Haves and Have-Nots as Health Care Markets Open

WASHINGTON (AP) —

Having health insurance used to hinge on where you worked and what your medical history said. Soon that won’t matter, with open-access markets for subsidized coverage coming Oct. 1 under President Barack Obama’s overhaul.

But there’s a new wild card, something that didn’t seem so critical when Congress passed the Affordable Care Act back in 2010: where you live.

Entrenched political divisions over “Obamacare” have driven most Republican-led states to turn their backs on the biggest expansion of the social safety net in a half century. If you’re uninsured in a state that’s opposed, you may not get much help picking the right private health plan for your budget and your family’s needs.

The differences will be more glaring if you’re poor and your state rejected the law’s Medicaid expansion.

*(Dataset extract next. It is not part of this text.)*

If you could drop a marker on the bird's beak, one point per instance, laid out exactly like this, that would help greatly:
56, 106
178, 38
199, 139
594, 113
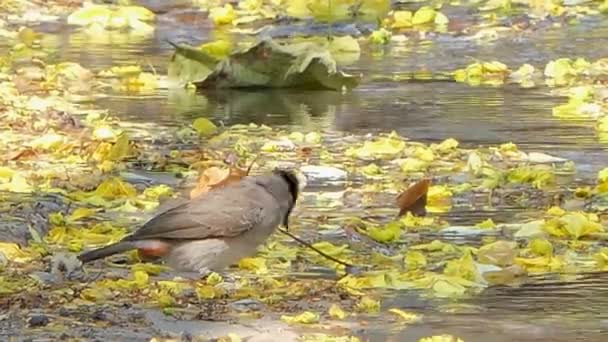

Unless leaders reverse course, odds are you’ll remain uninsured. That’s because people below the poverty line do not qualify for subsidies to buy coverage in the markets.

“We are going to have a new environment where consumers may be victims of geography,” said Sam Karp of the California HealthCare Foundation, a nonprofit helping states tackle practical problems of implementation. “If I’m a low-wage earner in California, I may qualify for Medicaid. With the exact same income in Texas, I may not qualify.”

The health care law is finally leaving the drawing boards to become a real program with citizens participating. But in many parts of the country the decisions of Republicans opposed to the law will trump the plans of Democrats who wrote it.

Still, there is a new bottom line. Health insurance marketplaces in every state will provide options for millions of people who don’t have job-based coverage, who can’t afford their own plan or have a health problem that would get them turned down. The feds will run the markets in states that refused to do so.